Following a tutorial on learncpp.com which discusses declaring member variables outside of constructors. However in previous lessons the author mentions that minimizing the amount of constructors is optimal and can be done by using default values in the parameters of a constructor. This is confusing to me because suddenly there are two places to give default values, directly where you define your member variable, and in the parameter of the constructor. Additionally, it seemed like the whole point of defining default values outside of the constructor was to prevent redundant code because "if you update the default value for a member, you need to touch each constructor".
Here's the example used:
class Ball
{
private:
std::string m_color{ "black" }; //default value "black" declared here
double m_radius{};
public:
Ball(double radius)
: m_radius{ radius } {}
Ball(const std::string& color = "black", double radius = 10.0) //and here!
: m_color{ color },
m_radius{ radius } {}
void print()
{
std::cout << "color: " << m_color << ", radius: " << m_radius << '\n';
}
};
It seems like the solution given by the tutorial uses "black" in two places, contradicting the idea of having all default values in one place to minimize changing constructors. I'm wondering what the best practice here is, and if there is a better way to write this class.

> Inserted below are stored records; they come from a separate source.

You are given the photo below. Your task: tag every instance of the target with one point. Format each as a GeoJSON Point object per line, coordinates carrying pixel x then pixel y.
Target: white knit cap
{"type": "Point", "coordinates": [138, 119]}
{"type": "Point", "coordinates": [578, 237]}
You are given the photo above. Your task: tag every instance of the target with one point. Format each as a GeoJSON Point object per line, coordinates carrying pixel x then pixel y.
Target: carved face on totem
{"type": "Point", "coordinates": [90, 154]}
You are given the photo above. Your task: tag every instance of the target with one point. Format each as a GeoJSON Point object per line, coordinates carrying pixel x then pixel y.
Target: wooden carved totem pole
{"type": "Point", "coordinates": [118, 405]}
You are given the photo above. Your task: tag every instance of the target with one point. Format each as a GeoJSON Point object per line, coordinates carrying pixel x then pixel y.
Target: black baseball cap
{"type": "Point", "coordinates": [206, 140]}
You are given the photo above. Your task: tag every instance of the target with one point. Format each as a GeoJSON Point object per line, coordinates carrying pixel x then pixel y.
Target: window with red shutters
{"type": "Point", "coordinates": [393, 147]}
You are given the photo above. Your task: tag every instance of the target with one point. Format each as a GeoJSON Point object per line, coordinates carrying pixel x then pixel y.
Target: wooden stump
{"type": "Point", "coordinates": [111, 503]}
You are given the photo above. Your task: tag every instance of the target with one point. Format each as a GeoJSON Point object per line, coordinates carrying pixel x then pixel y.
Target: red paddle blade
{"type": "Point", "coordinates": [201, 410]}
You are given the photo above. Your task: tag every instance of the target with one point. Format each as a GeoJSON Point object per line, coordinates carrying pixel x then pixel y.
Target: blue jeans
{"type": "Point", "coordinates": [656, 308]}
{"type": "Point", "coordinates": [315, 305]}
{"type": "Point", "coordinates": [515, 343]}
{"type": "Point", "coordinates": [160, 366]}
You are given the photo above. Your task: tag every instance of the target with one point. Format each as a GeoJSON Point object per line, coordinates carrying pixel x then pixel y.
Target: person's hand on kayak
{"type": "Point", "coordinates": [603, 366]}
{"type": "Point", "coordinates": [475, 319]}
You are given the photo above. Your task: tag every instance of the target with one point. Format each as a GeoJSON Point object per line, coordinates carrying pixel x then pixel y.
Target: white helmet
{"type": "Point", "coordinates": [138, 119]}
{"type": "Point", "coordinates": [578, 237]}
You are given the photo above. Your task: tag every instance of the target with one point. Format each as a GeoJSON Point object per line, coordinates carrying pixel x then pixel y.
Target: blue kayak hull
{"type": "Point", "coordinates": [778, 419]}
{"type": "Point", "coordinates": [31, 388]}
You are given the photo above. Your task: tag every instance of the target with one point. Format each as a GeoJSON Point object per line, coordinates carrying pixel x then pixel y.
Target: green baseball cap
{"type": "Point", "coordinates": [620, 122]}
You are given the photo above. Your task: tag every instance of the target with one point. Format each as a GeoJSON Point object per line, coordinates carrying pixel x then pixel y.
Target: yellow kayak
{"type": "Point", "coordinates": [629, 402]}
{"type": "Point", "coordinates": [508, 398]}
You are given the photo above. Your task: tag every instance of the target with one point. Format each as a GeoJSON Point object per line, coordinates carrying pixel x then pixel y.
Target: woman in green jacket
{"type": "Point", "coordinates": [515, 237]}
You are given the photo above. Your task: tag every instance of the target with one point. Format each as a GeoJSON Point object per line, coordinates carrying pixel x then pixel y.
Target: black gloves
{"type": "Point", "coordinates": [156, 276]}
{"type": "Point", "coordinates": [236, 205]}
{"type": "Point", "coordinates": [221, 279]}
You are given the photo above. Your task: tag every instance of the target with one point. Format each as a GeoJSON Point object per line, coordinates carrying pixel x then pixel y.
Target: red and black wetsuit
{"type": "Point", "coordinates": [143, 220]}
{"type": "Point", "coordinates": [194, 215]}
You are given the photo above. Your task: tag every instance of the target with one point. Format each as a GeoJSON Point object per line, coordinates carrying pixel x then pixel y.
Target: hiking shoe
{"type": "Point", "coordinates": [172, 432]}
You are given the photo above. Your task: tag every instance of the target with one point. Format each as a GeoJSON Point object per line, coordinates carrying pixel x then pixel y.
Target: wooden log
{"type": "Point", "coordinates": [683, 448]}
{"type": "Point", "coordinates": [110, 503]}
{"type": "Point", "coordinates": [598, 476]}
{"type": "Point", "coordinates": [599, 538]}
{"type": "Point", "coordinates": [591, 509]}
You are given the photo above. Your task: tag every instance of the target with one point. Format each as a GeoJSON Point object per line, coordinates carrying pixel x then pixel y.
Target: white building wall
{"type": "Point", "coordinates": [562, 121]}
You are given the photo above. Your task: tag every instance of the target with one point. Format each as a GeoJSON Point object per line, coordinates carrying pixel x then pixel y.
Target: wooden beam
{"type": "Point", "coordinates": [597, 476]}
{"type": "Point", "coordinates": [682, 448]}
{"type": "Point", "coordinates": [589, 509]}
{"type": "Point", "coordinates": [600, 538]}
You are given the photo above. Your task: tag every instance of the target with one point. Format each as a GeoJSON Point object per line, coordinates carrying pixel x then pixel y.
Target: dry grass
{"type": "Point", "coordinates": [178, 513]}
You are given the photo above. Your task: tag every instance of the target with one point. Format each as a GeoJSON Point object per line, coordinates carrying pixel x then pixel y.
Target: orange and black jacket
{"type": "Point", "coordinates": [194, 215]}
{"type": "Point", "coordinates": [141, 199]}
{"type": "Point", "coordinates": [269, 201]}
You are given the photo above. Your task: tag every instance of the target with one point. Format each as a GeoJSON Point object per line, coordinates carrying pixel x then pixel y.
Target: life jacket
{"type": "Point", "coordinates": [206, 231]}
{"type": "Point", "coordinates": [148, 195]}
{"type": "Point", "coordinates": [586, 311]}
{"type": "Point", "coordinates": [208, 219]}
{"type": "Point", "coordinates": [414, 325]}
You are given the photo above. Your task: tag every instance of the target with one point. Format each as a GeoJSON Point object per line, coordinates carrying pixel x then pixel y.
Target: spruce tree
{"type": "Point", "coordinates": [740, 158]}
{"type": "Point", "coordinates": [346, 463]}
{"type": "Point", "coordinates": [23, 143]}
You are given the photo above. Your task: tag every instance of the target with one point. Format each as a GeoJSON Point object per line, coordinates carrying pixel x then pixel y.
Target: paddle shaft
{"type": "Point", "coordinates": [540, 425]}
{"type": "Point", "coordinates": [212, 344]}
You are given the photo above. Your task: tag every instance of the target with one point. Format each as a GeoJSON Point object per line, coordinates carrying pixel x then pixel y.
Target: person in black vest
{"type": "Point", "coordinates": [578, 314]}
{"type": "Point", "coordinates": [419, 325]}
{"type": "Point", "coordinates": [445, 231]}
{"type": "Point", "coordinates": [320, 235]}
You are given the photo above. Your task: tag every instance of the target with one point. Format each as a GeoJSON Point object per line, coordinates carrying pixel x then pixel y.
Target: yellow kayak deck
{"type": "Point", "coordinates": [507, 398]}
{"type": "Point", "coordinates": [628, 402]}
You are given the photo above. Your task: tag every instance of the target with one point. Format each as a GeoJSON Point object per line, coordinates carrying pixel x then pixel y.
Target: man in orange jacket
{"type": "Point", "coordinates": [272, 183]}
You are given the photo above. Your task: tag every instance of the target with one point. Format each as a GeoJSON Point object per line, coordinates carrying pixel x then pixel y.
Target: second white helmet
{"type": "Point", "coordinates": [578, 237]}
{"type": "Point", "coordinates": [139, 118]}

You can rewrite your constructors to not have any default parameters by adding some constructors
std::string m_color{ "black" };
double m_radius{10.}; // specify default value here, exactly like color
public:
Ball() = default; // add a default constructor
Ball(double radius) // keep the constructor taking a double
: m_radius{ radius } {}
Ball(const std::string& color) // add a constructor taking only a string
: m_color{ color } {}
Ball(const std::string& color, double radius) // don't provide defaults for the
: m_color{ color }, // 2 argument constructor
m_radius{ radius } {}
These overloads for the constructor are equivalent to your version, and the defaults are specified only once.